You can use this notation with arrays too because the name of an array is converted to a pointer to its first element when used like this.

So, your code plain_text[1] tries to read the next element after temp. Since temp is not actually an array, this causes undefined behaviour. In your particular case, the manifestation of this undefined behaviour is that it managed to read the memory address after temp without crashing, and that address was the same address where key is stored.

0
kfsone On

In C and C++ arrays decay to pointers, resulting in array/pointer equivalence.

a[1]

when a is a simple type is equivalent to

*(a + 1)

If a is an array of simple types, a will decay at the earliest opportunity to the address of element 0.

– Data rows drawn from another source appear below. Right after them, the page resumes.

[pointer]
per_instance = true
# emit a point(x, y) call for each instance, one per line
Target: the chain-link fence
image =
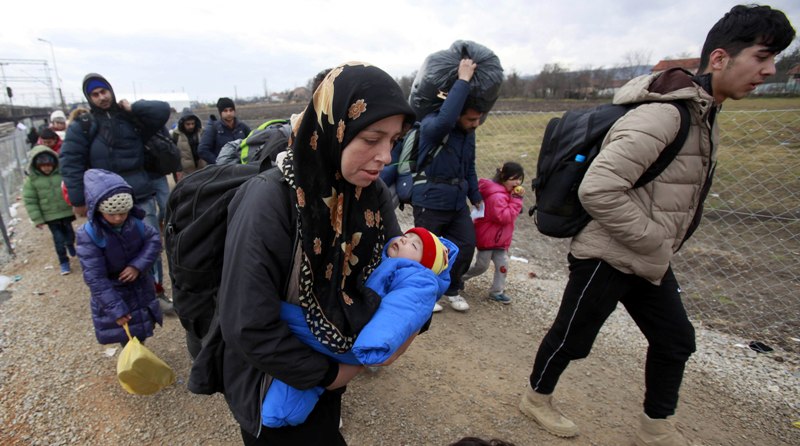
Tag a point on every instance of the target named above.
point(13, 150)
point(739, 271)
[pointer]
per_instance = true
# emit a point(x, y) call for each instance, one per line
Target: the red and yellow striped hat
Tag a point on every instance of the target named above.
point(434, 253)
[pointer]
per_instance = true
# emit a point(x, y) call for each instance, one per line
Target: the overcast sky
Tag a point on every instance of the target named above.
point(239, 49)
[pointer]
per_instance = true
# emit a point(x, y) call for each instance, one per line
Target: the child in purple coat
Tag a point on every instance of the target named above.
point(117, 250)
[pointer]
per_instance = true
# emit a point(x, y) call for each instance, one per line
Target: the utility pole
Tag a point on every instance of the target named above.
point(55, 68)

int arr[5] = { 0, 1, 2, 3, 4 };
int i = 10;

int* ptr;

ptr = arr;
std::cout << *ptr << "\n"; // outputs 0
ptr = &arr[0]; // same address
std::cout << *ptr << "\n"; // outputs 0
std::cout << ptr[4] << "\n"; // outputs 4
std::cout << *(ptr + 4) << "\n"; // outputs 4
ptr = &i;
std::cout << *ptr << "\n"; // outputs 10
std::cout << ptr[0] << "\n";
std::cout << ptr[1] << "\n"; // UNDEFINED BEHAVIOR.
std::cout << *(ptr + 1) << "\n"; // UNDEFINED BEHAVIOR.

To understand ptr[0] and ptr[1] you simply have to understand pointer arithmetic.